Meine Meinung: Der Kunstgriff, die zweite Ebene der Geschichte - das Leben von Majas Großmutter - als Manuskript derselben zu gestalten, sorgt dafür, dass sich dieser Erzählstrang als wahrer Pageturner entpuppt: Der Leser erfährt abwechselnd ein Stück aus dem Leben von Charlotte, welche unverheiratet schwanger ihre Familie verließ, um ihr Kind in einer Einrichtung des Lebensborns zur Welt zu bringen. Danach taucht er wieder in das Hier und Jetzt ein und begleitet Maja auf ihrem Weg zur Wahrheit.

Obwohl ich den Roman sprachlich nicht immer überzeugend fand, fesselte die Geschichte vor allem durch die packende Schilderung der Erlebnisse von Charlotte. Jedoch verfiel Frau Jonuleit für den Abschluss dieses Teilstrangs auf einen für mich eher unglaubwürdigen Twist.

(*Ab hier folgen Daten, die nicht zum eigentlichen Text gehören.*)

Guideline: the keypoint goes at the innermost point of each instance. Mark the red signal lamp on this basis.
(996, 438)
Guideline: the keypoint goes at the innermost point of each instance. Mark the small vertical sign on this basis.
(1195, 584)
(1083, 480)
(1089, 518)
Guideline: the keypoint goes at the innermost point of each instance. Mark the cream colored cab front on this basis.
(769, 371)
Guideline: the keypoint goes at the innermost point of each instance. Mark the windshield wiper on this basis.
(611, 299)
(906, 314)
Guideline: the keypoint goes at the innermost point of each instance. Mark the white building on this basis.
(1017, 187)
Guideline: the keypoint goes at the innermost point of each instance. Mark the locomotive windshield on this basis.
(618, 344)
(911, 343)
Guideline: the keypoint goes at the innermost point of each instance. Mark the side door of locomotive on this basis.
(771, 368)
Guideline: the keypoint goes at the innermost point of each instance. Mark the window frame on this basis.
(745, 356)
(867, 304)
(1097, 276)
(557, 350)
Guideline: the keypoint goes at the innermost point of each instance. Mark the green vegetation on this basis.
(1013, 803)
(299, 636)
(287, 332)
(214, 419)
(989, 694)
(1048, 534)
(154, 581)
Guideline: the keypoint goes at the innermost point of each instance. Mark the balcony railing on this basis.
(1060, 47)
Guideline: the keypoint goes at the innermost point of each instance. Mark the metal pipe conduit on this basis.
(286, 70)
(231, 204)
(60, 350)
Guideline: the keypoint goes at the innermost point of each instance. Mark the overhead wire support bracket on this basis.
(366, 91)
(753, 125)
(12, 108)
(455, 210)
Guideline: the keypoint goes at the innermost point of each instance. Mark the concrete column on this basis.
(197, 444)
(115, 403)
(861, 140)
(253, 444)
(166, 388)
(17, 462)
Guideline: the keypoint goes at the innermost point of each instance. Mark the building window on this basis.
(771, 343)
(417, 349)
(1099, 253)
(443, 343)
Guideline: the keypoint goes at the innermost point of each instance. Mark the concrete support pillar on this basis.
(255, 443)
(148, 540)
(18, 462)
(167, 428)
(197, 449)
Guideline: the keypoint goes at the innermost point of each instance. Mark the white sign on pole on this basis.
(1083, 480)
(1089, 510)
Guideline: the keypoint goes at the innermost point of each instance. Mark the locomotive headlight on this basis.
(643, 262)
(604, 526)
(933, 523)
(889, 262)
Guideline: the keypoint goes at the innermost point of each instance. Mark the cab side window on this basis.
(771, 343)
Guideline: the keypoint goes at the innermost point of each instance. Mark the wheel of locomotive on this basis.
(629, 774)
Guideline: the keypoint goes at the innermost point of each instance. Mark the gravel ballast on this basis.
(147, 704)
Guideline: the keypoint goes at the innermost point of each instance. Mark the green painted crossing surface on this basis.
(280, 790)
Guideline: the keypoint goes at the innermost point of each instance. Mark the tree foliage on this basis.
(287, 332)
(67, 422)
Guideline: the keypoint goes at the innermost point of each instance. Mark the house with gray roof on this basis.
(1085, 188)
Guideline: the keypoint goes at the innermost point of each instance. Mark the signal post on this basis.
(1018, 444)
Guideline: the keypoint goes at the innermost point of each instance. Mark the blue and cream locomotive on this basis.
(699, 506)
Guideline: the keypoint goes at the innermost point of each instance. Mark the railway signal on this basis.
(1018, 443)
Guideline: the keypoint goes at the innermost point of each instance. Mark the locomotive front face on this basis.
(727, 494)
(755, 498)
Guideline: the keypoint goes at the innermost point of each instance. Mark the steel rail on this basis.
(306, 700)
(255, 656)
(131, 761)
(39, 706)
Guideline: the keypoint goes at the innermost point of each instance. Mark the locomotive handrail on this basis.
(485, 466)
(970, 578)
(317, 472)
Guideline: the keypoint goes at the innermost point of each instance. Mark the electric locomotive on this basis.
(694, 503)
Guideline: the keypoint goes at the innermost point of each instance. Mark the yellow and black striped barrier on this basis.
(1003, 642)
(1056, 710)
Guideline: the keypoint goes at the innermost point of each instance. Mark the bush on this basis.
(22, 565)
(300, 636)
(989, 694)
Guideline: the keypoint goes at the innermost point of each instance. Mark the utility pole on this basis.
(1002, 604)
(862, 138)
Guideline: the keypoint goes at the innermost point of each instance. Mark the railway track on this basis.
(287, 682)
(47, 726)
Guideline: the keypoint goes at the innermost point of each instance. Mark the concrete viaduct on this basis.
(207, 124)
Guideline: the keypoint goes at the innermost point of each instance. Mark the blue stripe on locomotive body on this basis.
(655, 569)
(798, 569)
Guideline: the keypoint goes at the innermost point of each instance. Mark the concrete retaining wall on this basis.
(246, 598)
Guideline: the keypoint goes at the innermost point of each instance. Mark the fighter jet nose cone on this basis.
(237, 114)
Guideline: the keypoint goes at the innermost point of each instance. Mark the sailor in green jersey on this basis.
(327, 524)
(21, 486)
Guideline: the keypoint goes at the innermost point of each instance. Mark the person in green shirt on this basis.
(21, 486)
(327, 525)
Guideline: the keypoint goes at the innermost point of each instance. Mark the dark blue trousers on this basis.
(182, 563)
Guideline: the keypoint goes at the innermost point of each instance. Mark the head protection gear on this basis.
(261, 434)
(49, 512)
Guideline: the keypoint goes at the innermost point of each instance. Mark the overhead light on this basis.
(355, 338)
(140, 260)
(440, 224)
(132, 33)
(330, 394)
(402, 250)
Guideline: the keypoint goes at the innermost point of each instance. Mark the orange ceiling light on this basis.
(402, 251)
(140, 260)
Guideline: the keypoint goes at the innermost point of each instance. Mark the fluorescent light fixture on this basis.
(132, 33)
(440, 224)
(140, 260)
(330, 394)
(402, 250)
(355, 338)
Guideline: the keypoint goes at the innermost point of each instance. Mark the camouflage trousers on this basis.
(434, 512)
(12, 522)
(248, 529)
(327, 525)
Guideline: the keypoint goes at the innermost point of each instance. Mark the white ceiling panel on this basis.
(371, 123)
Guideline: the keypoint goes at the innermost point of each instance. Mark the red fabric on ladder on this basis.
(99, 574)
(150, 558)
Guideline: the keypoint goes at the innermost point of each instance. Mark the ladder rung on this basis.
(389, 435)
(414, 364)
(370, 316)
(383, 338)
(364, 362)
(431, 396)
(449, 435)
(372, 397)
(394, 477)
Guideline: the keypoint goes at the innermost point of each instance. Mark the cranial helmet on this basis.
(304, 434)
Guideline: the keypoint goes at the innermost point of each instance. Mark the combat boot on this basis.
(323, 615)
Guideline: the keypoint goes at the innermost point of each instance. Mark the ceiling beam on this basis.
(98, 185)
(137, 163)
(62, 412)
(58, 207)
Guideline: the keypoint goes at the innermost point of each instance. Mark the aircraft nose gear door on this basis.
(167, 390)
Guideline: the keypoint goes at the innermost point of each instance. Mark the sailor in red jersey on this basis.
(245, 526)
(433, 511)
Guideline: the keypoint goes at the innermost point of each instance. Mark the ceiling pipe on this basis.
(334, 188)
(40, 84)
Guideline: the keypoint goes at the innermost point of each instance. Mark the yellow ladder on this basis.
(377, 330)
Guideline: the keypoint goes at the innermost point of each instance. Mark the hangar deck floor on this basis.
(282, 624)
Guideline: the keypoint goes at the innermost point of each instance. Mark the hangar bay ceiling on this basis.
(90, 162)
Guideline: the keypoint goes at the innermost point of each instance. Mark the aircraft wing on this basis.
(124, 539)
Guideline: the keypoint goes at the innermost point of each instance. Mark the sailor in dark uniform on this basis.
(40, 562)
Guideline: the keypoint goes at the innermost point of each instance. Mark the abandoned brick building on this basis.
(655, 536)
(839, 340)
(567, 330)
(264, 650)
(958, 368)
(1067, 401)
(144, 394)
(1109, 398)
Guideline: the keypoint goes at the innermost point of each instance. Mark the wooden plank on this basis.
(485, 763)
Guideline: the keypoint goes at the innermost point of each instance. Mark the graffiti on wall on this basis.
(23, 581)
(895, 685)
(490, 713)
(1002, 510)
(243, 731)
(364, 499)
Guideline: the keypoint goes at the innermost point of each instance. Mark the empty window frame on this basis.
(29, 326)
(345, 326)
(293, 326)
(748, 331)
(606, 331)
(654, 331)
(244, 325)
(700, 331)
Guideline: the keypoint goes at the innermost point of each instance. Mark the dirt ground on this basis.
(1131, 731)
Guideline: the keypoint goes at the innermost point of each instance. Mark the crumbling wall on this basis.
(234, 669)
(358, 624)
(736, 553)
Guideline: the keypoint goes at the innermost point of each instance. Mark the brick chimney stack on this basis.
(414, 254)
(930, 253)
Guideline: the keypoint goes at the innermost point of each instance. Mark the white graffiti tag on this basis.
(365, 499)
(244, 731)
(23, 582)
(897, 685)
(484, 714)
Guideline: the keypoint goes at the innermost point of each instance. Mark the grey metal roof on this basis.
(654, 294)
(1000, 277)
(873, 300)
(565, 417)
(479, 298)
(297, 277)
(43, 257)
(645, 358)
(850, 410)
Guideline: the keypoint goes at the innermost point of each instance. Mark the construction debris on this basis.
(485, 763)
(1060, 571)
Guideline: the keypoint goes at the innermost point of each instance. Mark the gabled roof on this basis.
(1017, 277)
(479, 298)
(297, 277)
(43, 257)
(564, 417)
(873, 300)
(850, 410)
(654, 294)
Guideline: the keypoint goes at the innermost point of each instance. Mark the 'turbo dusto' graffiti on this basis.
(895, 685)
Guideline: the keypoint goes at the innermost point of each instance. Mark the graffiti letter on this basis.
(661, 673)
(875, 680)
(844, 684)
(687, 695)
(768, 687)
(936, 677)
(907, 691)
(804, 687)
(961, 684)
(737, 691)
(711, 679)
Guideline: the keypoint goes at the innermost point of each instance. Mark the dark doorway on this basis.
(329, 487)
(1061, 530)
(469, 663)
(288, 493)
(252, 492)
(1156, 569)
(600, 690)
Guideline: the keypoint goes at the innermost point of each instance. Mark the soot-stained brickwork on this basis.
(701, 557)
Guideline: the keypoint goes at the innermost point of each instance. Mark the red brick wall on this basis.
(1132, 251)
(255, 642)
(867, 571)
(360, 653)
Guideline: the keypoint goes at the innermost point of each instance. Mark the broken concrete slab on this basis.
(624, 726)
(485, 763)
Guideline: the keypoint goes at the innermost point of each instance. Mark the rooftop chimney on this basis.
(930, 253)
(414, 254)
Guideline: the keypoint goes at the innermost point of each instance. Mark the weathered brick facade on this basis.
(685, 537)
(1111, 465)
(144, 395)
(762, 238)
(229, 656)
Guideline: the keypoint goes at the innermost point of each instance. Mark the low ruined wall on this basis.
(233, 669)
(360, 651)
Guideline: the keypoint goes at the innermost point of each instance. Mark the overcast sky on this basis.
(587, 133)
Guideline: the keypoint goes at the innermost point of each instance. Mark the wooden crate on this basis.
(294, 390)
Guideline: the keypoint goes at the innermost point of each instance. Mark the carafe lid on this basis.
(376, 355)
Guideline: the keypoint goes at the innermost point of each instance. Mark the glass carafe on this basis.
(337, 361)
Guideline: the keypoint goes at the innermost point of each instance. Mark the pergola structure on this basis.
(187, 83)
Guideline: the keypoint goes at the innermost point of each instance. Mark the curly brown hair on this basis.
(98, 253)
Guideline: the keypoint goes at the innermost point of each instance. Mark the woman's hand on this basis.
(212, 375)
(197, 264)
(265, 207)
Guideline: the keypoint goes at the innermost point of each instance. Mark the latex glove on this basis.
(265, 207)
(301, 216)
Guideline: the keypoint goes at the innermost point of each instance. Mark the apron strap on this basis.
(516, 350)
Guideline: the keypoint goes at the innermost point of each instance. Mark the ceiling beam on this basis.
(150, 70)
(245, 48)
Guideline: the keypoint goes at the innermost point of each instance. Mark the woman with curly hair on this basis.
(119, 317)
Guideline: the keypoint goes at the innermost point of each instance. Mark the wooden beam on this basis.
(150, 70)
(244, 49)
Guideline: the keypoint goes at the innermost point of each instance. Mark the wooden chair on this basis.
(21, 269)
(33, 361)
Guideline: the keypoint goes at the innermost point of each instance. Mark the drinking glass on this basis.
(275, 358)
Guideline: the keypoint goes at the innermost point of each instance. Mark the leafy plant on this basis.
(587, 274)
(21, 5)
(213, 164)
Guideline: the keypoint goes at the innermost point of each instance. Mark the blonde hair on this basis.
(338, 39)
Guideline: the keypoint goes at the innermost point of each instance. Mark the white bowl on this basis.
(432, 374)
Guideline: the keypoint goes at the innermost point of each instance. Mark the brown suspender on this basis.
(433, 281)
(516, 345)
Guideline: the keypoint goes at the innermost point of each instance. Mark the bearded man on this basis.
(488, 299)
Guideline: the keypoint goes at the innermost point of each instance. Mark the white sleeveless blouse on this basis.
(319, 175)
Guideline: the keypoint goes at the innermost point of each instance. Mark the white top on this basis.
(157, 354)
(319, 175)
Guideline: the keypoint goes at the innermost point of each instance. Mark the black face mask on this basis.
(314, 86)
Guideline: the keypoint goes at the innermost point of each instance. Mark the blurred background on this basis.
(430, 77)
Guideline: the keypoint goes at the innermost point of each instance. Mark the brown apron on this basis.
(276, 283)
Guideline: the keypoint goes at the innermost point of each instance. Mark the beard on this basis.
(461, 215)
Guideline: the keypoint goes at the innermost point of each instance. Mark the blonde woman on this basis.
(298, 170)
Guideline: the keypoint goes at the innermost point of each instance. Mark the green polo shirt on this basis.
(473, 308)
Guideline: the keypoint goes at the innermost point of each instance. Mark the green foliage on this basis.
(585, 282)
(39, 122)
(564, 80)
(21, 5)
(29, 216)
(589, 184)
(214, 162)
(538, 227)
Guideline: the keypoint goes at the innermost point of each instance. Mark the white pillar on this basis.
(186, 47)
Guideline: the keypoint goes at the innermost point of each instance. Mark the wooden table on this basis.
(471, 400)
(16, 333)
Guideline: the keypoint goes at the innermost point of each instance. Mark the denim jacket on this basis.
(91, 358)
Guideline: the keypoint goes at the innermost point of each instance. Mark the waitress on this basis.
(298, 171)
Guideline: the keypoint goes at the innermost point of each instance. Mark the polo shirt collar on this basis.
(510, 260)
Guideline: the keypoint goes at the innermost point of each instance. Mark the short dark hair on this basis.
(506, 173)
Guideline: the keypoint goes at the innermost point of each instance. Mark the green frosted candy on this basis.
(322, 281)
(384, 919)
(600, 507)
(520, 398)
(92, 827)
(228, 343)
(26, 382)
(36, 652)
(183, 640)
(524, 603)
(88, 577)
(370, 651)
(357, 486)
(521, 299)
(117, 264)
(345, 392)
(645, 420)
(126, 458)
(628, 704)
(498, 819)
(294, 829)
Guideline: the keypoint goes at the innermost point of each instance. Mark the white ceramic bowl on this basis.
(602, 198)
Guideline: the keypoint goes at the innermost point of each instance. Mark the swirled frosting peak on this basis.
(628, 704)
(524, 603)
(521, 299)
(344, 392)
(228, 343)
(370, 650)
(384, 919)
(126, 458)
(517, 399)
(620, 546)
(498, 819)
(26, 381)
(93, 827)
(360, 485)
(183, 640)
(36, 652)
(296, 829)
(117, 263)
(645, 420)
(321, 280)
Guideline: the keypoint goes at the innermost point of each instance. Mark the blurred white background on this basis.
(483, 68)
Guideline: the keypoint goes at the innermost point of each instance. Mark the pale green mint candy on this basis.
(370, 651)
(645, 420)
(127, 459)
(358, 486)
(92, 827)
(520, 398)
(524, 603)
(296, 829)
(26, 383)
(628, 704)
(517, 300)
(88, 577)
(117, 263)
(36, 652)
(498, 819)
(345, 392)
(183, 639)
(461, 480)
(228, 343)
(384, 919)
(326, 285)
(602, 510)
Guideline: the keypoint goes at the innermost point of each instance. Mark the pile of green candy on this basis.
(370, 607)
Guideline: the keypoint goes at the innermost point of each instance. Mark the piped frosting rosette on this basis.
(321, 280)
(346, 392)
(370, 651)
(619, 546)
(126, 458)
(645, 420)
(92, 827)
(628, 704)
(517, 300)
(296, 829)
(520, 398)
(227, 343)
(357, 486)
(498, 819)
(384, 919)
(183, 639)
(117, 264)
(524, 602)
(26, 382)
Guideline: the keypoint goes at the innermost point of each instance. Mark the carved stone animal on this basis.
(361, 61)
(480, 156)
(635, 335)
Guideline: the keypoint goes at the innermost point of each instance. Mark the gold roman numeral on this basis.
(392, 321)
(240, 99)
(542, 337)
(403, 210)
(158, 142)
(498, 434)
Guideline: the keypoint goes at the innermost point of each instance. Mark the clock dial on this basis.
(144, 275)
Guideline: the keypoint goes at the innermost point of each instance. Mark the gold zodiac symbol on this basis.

Das Dilemma Charlottes hätte durchaus auf weniger spektakuläre Weise gelöst werden können - Kriegsverbrecher hatten schließlich keinen leichten Stand - auch wenn dann der Titel nicht mehr ganz gepasst hätte. Zudem übertrieb es Frau Jonuleit mit den Irrungen und Wirrungen in Majas Liebesleben, die leider ebenfalls zu einem über das Buchende hinausreichenden Konflikt führen.

Fazit: Etwas zu viel der Tragik und der dramatischen Todes- und Lebensfälle im Bereich von drei Frauengenerationen. Für den Lesespaß dazwischen verleihe ich aber gerne drei Sterne.